Еще один рывок вызвал протестующий визг, зато нижняя часть двери настолько опустилась, что она смогла схватить ее и еще больше оттянуть вниз. Складная лестница, которая должна была выскользнуть при этом, уступила только еще одному сильному рывку. «Я смажу ее маслом, — решила она. — И пусть нет никакого масла. Я вырежу жир из этого быка, вскипячу его, соберу получившуюся смазку, профильтрую и использую. Потому что это не в последний раз. Совсем не в последний».
Она поднялась по складной лестнице, сгусток энергии в черном бомбазине.
«Вы только посмотрите, какие у меня великолепные ноги! Благодарю тебя, Великий Пас!»
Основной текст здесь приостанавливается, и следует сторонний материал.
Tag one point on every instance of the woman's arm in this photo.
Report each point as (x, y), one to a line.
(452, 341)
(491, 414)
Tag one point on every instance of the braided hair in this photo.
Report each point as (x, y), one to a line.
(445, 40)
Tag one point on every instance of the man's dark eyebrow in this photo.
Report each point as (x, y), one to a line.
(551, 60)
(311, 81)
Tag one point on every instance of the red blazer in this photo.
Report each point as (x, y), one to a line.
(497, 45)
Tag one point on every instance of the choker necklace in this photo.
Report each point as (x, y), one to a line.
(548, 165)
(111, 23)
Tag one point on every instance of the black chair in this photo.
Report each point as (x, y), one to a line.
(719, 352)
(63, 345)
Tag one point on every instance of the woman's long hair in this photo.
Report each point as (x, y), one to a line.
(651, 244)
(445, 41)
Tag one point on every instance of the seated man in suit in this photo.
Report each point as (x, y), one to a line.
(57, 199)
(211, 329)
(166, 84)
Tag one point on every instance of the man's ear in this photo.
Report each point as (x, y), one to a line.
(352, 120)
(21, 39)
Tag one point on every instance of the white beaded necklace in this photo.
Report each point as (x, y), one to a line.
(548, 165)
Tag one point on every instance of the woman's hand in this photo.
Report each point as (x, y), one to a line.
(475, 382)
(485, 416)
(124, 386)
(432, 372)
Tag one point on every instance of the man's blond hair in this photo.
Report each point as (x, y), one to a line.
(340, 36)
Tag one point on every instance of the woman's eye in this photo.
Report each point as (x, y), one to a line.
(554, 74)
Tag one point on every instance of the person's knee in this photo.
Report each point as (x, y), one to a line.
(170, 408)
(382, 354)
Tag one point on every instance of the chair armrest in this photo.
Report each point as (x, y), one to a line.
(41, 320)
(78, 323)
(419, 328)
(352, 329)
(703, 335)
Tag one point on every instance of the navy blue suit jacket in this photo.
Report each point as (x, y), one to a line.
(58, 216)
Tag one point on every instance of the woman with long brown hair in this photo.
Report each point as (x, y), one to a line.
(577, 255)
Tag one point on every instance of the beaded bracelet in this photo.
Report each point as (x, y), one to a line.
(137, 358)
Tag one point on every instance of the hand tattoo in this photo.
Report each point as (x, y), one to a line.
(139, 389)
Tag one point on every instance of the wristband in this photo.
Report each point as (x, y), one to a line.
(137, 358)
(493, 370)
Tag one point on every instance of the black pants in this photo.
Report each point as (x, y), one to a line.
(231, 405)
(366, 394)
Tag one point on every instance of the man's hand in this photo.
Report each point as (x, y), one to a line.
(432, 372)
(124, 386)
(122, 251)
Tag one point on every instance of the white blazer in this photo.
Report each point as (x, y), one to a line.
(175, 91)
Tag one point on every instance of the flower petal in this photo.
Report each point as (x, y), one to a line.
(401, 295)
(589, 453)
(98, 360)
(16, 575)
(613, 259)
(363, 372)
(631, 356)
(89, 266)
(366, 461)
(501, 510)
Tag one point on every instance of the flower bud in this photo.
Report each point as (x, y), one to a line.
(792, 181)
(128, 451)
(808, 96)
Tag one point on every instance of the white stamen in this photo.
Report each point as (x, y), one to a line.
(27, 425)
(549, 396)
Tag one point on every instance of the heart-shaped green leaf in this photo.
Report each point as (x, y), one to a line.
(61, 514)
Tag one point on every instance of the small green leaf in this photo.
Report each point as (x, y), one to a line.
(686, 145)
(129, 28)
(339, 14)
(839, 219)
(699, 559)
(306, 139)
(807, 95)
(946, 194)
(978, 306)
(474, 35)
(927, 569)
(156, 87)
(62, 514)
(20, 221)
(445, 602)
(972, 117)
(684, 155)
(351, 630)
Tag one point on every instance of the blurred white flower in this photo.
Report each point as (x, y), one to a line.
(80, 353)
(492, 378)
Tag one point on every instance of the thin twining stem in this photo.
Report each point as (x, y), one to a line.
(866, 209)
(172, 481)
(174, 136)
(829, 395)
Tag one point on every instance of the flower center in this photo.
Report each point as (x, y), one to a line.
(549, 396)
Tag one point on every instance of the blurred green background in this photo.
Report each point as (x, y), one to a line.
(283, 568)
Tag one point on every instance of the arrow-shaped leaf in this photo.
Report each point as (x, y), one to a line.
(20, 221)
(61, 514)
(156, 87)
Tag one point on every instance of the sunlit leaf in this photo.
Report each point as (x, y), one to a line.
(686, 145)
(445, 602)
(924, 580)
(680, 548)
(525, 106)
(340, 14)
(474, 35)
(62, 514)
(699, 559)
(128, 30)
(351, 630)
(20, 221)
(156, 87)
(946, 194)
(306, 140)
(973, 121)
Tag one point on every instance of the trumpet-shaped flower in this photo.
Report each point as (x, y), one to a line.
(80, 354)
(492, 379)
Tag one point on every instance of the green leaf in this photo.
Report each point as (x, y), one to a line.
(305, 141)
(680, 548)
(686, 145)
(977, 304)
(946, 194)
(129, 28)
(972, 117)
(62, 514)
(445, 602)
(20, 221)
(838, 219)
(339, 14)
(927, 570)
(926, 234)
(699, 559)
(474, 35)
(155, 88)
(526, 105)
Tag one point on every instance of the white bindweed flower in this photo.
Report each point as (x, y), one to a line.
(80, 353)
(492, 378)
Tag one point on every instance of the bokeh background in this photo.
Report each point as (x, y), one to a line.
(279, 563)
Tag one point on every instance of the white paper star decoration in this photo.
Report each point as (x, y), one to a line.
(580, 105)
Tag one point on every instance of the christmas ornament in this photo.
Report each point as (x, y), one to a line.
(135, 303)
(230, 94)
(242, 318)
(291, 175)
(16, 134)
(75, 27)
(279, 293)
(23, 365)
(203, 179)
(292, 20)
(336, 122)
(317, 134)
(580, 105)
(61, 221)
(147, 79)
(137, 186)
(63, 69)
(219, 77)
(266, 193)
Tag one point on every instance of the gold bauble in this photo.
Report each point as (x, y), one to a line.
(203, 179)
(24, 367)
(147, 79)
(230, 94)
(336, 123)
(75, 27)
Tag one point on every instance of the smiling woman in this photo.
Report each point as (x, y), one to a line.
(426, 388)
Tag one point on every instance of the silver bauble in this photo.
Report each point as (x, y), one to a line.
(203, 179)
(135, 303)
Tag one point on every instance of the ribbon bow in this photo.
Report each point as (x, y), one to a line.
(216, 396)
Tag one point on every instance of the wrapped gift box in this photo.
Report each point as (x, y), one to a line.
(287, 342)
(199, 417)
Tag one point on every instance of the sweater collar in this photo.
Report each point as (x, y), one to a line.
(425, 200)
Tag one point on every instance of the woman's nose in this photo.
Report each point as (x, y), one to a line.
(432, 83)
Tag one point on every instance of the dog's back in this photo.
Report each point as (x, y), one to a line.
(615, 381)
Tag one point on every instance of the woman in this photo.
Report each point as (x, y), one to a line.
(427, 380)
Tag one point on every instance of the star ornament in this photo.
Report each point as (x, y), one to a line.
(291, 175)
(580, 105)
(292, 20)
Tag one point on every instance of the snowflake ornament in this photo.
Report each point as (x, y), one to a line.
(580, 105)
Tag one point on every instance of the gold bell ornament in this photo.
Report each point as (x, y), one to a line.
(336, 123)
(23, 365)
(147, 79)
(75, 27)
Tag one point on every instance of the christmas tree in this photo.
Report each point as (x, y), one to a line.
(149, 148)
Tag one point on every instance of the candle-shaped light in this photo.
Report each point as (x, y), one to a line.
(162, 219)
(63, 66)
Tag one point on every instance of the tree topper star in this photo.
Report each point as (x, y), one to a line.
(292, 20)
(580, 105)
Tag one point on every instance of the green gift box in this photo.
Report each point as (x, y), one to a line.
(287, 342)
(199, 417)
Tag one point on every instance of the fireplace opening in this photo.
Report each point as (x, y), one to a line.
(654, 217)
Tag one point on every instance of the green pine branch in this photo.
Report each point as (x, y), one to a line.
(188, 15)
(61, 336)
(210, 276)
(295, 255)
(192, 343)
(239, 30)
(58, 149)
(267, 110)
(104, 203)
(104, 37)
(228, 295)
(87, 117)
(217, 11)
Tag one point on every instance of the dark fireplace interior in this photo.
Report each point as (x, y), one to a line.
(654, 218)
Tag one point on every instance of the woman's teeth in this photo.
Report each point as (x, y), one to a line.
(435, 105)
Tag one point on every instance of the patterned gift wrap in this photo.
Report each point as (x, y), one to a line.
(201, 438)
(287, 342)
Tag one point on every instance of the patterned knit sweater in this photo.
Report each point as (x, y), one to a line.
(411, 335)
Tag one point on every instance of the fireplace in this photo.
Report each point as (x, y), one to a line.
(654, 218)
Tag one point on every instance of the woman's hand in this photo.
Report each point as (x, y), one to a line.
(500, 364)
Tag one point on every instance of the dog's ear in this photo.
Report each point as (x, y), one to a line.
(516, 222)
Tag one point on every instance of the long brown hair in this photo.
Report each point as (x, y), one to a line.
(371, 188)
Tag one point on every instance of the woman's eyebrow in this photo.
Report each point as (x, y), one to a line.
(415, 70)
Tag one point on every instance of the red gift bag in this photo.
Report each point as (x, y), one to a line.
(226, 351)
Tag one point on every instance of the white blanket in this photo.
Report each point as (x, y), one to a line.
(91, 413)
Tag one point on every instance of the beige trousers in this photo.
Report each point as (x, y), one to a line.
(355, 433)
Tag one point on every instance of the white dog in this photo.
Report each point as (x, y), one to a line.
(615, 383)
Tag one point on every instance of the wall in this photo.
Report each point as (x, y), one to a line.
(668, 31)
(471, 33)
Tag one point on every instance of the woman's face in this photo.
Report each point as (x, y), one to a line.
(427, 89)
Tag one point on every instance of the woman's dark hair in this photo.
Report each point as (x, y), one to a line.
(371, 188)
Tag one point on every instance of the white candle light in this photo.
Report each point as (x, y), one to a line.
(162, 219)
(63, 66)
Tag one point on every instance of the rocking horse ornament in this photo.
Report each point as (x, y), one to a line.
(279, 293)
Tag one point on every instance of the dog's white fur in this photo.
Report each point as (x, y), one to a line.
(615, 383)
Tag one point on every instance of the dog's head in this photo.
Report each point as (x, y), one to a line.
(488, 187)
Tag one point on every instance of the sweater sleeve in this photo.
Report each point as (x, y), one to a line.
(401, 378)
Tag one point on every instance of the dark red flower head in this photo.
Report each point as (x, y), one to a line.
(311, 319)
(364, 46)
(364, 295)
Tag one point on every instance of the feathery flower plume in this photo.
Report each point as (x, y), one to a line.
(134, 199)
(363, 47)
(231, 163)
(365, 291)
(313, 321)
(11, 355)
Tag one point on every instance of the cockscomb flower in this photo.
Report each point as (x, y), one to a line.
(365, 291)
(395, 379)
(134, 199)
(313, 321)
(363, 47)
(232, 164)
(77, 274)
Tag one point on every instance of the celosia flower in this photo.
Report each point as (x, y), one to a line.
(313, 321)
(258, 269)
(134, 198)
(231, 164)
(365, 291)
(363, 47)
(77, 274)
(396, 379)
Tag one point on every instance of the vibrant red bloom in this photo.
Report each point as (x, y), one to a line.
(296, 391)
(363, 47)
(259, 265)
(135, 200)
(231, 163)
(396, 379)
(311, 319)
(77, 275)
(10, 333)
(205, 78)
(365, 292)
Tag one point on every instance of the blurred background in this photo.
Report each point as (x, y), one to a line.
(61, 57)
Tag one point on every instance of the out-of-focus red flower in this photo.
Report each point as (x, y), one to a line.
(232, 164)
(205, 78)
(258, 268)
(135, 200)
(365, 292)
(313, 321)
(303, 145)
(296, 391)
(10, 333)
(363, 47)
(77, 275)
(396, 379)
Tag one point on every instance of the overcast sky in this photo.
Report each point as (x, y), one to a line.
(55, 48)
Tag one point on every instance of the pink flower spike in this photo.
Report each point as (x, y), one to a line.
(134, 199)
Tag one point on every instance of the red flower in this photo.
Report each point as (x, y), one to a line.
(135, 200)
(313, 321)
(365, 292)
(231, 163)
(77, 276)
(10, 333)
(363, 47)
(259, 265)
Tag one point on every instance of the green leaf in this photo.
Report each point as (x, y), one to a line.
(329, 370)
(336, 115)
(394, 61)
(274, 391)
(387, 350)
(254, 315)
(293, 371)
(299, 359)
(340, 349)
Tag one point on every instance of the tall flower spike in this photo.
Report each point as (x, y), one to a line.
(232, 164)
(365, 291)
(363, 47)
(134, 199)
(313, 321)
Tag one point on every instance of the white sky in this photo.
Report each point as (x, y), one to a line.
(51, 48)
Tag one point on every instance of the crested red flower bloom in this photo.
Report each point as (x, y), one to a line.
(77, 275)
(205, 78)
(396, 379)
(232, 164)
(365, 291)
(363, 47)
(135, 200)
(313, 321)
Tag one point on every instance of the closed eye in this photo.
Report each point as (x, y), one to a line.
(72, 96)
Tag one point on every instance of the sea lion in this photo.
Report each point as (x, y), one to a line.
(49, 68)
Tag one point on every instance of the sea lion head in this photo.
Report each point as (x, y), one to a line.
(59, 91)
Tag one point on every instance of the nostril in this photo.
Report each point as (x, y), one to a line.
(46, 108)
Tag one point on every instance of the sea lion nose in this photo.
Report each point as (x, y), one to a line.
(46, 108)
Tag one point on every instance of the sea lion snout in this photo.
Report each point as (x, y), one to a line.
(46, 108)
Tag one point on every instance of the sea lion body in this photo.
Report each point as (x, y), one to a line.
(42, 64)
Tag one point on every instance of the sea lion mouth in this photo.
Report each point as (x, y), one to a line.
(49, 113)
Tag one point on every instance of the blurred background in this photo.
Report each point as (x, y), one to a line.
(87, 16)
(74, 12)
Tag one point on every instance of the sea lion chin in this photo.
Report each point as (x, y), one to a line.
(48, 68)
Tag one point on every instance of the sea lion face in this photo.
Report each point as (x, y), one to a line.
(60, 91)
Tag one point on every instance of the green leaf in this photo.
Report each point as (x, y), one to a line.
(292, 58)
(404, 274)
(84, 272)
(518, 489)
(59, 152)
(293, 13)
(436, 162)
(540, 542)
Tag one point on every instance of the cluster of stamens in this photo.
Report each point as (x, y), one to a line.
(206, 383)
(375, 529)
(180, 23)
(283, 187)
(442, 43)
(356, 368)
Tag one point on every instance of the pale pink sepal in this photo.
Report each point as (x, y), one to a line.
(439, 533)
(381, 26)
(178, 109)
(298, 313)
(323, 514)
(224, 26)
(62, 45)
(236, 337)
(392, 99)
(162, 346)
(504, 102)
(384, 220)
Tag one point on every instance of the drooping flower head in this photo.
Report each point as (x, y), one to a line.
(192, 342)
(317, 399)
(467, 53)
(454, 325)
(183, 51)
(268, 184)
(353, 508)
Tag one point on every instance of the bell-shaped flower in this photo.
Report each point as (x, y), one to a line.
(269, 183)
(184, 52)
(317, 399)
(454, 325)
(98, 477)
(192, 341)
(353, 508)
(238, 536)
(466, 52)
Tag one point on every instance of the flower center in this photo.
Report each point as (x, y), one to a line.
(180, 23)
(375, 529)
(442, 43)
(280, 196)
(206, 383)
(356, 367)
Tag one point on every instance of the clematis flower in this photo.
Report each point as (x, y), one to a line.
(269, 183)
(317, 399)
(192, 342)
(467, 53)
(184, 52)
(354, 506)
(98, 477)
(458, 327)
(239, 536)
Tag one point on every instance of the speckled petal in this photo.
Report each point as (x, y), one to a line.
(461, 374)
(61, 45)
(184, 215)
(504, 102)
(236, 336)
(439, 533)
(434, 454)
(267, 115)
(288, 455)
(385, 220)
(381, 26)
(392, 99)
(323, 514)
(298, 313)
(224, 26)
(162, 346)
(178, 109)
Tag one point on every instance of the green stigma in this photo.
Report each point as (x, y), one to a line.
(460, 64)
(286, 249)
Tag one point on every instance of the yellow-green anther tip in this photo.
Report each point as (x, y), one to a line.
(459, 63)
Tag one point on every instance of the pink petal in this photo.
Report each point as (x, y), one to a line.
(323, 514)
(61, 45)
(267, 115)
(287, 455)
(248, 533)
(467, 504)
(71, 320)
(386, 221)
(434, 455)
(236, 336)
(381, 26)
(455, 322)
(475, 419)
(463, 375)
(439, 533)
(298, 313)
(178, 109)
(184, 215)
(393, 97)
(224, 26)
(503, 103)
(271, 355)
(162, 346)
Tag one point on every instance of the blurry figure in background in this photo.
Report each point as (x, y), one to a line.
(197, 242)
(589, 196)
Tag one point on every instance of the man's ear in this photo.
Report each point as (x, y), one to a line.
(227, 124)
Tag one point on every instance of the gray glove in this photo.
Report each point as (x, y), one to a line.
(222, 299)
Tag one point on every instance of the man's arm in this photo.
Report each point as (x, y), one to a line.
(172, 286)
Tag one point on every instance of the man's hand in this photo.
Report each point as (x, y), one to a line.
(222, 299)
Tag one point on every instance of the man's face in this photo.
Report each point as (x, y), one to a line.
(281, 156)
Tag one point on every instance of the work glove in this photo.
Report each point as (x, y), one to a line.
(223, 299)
Чердак был почти пуст. Когда сивилла умирает, вещей почти не остается; другие сивиллы делят их между собой в соответствии с ее волей или возвращают в семью. С полминуты майтера Мрамор пыталась вспомнить, кто владел заржавленным сундуком, стоящим возле дымохода; но даже пробежав по списку всех сивилл, когда-либо живших в киновии, не нашла среди присоединенных данных жестяного сундука.
Маленькое слуховое окно было закрыто на засов. Сражаясь с упрямой защелкой, она сказала себе, что поступает очень глупо. То, что она заметила в небе, идя по площадке для игры, уже исчезло, наверняка исчезло к этому времени, даже если вообще существовало.
Облако, скорее всего, и ничего больше.
Она ожидала, что раму заклинит, но за последние восемь месяцев сухая жара заставила старое дерево ссохнуться. Она изо всех сил нажала на него, и рама резко взлетела вверх; майтера Мрамор даже испугалась, что стекло может треснуть.
Наступила тишина, в окно ворвался приятный холодный ветер. Она прислушалась, потом высунулась наружу, чтобы поглядеть в небо, и наконец (как она и планировала все время, прекрасно зная, после стольких лет преподавания маленьким мальчикам и девочкам, как трудно доказывать от противного) она перешагнула через подоконник и пошла по тонким старым черепицам.
Надо ли подниматься на самый верх? Она решила, что надо, по меньшей мере для душевного спокойствия, хотя она и спросила себя, что скажут люди четверти, если увидят ее на крыше. Но это не имеет значения, да и большинство из них сейчас сражается. Было не так шумно, как днем, но все еще время от времени были слышны выстрелы, как будто где-то далеко запирали большие двери. «Двери, запиравшие прошлое», — подумала она.